After reports surfaced in the past week of postal workers removing those iconic blue mail collection boxes from street corners in multiple states, the U.S. Postal Service said it will halt further removals for 90 days, citing "recent customer concerns."
On Sunday, the Postal Service said the removals were in keeping with "routine" efforts to "identify redundant/seldom used collection boxes."
"This process is one of the many ways the Postal Services makes adjustments to our infrastructure to match our resources to declining mail volumes," said Postal Service spokeswoman Kimberly Frum.
But against the backdrop of heightened scrutiny of the agency and its controversial Postmaster General Louis DeJoy, those reports garnered attention from several lawmakers on Capitol Hill.
Sen. Ron Wyden, D-Oregon, characterized the removals as part of a broader effort by President Donald Trump to "sabotage our elections," and referred to the removals as "voter suppression." Sen. Jon Tester, D-Mont., called the removals a "harebrained scheme that would have cut off Montanans' access to critical postal services like paying their bills and voting in upcoming elections."
As a result, Frum said, "the Postal Service will postpone removing boxes for a period of 90 days while we evaluate our customers concerns."
Rep. Greg Gianforte, R-Mont., requested DeJoy detail how the removal of the collection boxes may impact mail delivery.
"I am writing to you after reports of reductions in mail collections boxes in several Montana cities. These reports mention Billings, Missoula, Bozeman, and Lewistown.

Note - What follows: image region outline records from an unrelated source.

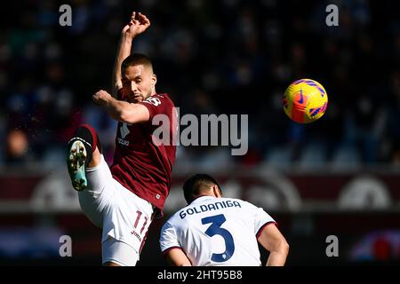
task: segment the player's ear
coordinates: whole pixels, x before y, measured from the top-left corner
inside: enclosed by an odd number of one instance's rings
[[[156,75],[156,74],[153,74],[151,75],[151,86],[152,87],[156,86],[156,83],[157,83],[157,76]]]

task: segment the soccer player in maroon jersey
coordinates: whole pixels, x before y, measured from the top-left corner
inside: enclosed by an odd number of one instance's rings
[[[132,40],[150,26],[132,13],[121,35],[112,94],[100,90],[93,102],[118,121],[114,162],[108,167],[94,129],[80,125],[68,142],[67,164],[86,217],[102,228],[102,264],[135,265],[155,215],[162,215],[171,185],[177,112],[167,94],[156,91],[156,76],[145,55],[132,53]],[[155,143],[157,114],[169,119],[168,143]],[[165,117],[165,116],[164,116]],[[156,139],[156,140],[155,140]]]

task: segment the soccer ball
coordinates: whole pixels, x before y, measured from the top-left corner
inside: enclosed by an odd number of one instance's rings
[[[295,122],[309,123],[316,121],[324,115],[327,106],[328,95],[316,81],[298,80],[284,91],[284,113]]]

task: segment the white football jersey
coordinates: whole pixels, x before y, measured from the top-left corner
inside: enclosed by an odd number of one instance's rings
[[[260,266],[257,237],[270,223],[264,209],[247,201],[202,196],[164,225],[161,250],[180,248],[195,266]]]

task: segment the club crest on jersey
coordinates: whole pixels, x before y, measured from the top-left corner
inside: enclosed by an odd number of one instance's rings
[[[117,138],[118,143],[124,146],[129,146],[129,141],[125,140],[125,137],[129,134],[128,124],[124,122],[119,128],[119,132],[121,133],[121,138]]]

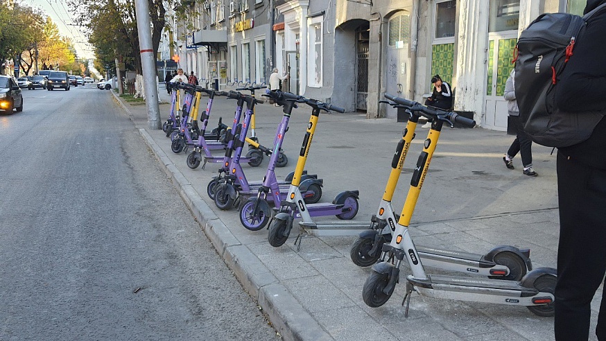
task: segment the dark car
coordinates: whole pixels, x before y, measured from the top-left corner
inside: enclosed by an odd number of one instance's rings
[[[49,83],[46,89],[50,91],[55,87],[62,87],[69,91],[69,78],[65,71],[51,71],[49,73]]]
[[[34,76],[31,79],[32,83],[28,89],[42,88],[46,89],[46,77],[44,76]]]
[[[78,86],[78,78],[76,78],[73,75],[69,75],[69,85],[73,85],[74,87]]]
[[[23,111],[21,89],[12,77],[0,75],[0,110],[12,114],[13,109]]]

I am concerned at the potential negative impact these cuts will have on mail delivery," Gianforte wrote in a letter to DeJoy. "I ask that you provide additional data on how removal of collection boxes in Montana will impact delivery times, details about the process and criteria for determining how changes to delivery are being made, and information about other potential changes that alter mail delivery for Montanans."
"While I appreciate attempts to improve efficiency, it is critical that the USPS not delay mail delivery," Gianforte wrote.
With more Americans expected to vote by mail in the upcoming election than ever before, Democrats have raised issue with a series of cost-cutting reforms enacted by Dejoy, a longtime Republican financier and Trump donor who was appointed in May.
Critics say those measures have slowed mail service, prompting questions about whether it is part of a concerted effort to undermine absentee voting -- a platform the president has repeatedly, and without evidence, said would lead to election fraud.
House Democrats on Sunday invited DeJoy to testify before Congress on Aug. 24.
"Your testimony is particularly urgent given the troubling influx of reports of widespread delays at postal facilities across the country—as well as President Trump's explicit admission last week that he has been blocking critical coronavirus funding for the Postal Service in order to impair mail-in voting efforts for the upcoming elections in November," wrote Rep. Carolyn Maloney, D-N.Y., the chairwoman of the House Oversight and Reform Committee.